Recently, I’ve decided to move away from Tumblr. I choose Github Pages, mostly because Jekyll.

Although Jekyll provides a tool to import content from Tumblr, I decided to implement one on my own using Go.

For starters, Tumblr expose a simple API endpoint to extract content for a given user, supporting pagination and filtering. In its most simple use, you just need to GET from https://[username].tumblr.com/api/read/ to get an XML with the aggregated posts. In go, we can retrieve a resource with the http library

response, err := http.Get(url)

Where url is a type string. We can hardcore the url, and it would be fine, but we can also leverage the net/url framework to build our request.

func produceURL() string {
	params := map[string]string{
		"num":    "50",
		"type":   "text",
		"filter": "none",
	}
	return getURL("https://iamvolonbolon.tumblr.com/", "api/read/", params)
}

func getURL(base string, path string, params map[string]string) string {
	b, e := url.Parse(base) // Let's insatiate the URL
	if e != nil {
		return ""
	}
	b.Path += path // Add the corresponding path
	p := url.Values{} // And transform our slice of strings into an encoded set of params
	for k, v := range params {
		p.Add(k, v)
	}
	b.RawQuery = p.Encode()

	return b.String()
}

Now, that we have our url appropriately compose, we can call the API.

func getXMLFrom(url string) ([]byte, error) {
	r, e := http.Get(url)

	if e != nil {
		return []byte{}, fmt.Errorf("Error retrieving %v", url)
	}

	defer r.Body.Close()

	if r.StatusCode != http.StatusOK { // Checking if the response code is 200
		return []byte{}, fmt.Errorf("Status error: %v", r.StatusCode)
	}

	d, pe := ioutil.ReadAll(r.Body)
	if pe != nil {
		return []byte{}, fmt.Errorf("Error processing response: %v", pe)
	}

	return d, nil // Returns a byte slice with the response body
}

In order to parse the response xml into native data types, we need to define a set of structs. The xml structure is documented

<tumblr version="1.0">
    <tumblelog ... >
        ...
    </tumblelog>
    <posts>
        <post type="regular" ... >
            <regular-title>...</regular-title>
            <regular-body>...</regular-body>
        </post>
        ...
    </posts>
</tumblr>

We will need three structs

type post struct {
	DateGmt      string   `xml:"date-gmt,attr"`
	Date         string   `xml:"date,attr"`
	Slug         string   `xml:"slug,attr"`
	RegularTitle string   `xml:"regular-title"`
	RegularBody  string   `xml:"regular-body"`
	Tag          []string `xml:"tag"`
}

type posts struct {
	Post []post `xml:"post"`
}

type tumblr struct {
	Posts posts `xml:"posts"`
}

Once defined the structs, encoding/xml can handle the parsing:

var d tumblr
xml.Unmarshal(xmlBytes, &d)

I’ve defined a couple of methods to format the post structure as required by Jekyll.

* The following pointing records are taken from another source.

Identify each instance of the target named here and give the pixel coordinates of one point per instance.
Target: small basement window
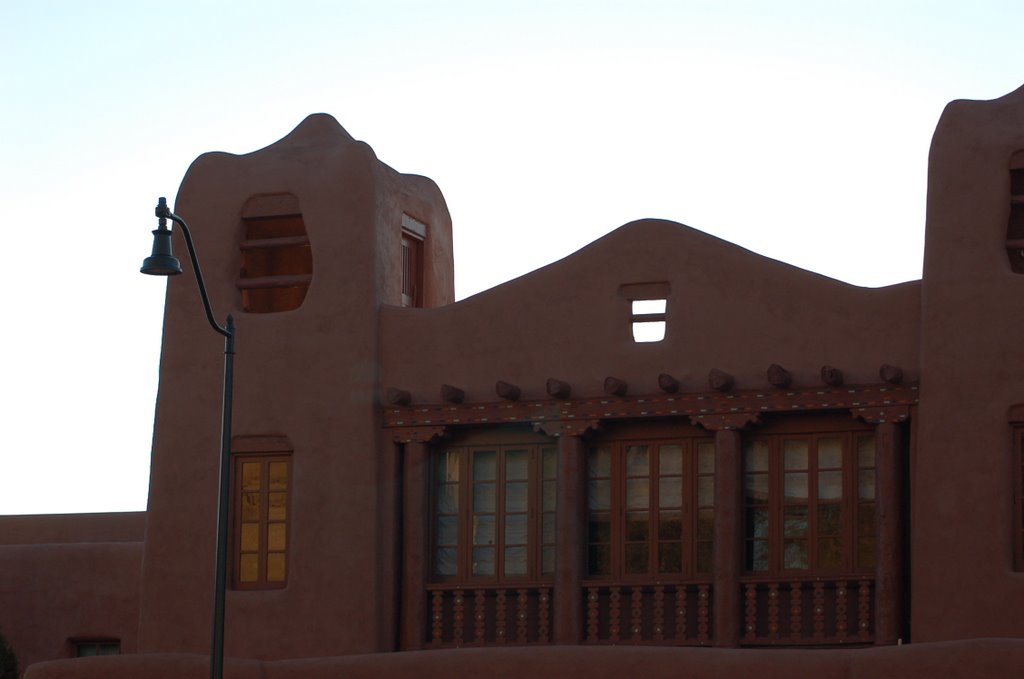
(648, 309)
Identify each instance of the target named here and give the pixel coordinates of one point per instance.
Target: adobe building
(662, 453)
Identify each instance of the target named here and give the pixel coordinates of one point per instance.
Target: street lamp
(163, 262)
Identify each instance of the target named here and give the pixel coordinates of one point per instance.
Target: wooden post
(727, 602)
(889, 567)
(415, 549)
(571, 540)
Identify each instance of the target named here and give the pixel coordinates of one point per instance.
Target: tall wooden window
(494, 513)
(262, 485)
(413, 234)
(276, 259)
(809, 501)
(650, 508)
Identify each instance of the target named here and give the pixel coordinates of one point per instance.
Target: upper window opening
(413, 234)
(648, 312)
(276, 258)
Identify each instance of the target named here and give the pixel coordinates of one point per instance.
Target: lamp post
(163, 262)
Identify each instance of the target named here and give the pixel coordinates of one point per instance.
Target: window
(89, 647)
(648, 309)
(276, 259)
(494, 513)
(809, 502)
(650, 508)
(261, 489)
(413, 234)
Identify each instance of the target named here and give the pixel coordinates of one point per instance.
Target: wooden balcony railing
(658, 614)
(808, 611)
(488, 616)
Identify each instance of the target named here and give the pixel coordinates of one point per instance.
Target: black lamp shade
(163, 261)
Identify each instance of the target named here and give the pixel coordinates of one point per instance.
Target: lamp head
(162, 261)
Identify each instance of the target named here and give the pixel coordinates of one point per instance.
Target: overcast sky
(799, 130)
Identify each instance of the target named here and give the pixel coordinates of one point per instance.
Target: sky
(799, 130)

func (p post) formatHeader() string {
	str := "---\n"
	str += "layout: post\n"
	str += "title: \"" + p.RegularTitle + "\"\n"
	str += "date: " + p.DateGmt + "\n"
	str += "tags: " + strings.Join(p.Tag, " ") + "\n"
	str += "---\n"

	return str
}

func (p post) formatPost() string {
	header := p.formatHeader()
	body := p.RegularBody

	str := header + "\n" + body

	return str
}

Now, it is just a matter of looping through the []post slice.

	for i := 0; i < len(d.Posts.Post); i++ {
		post := d.Posts.Post[i]

		date := strings.Split(post.DateGmt, " ")[0]
		fn := date + "-" + post.Slug + ".markdown"

		p := post.formatPost()
		err := ioutil.WriteFile(fn, []byte(p), 0644)
		if err != nil {
			os.Exit(2)
		}
	}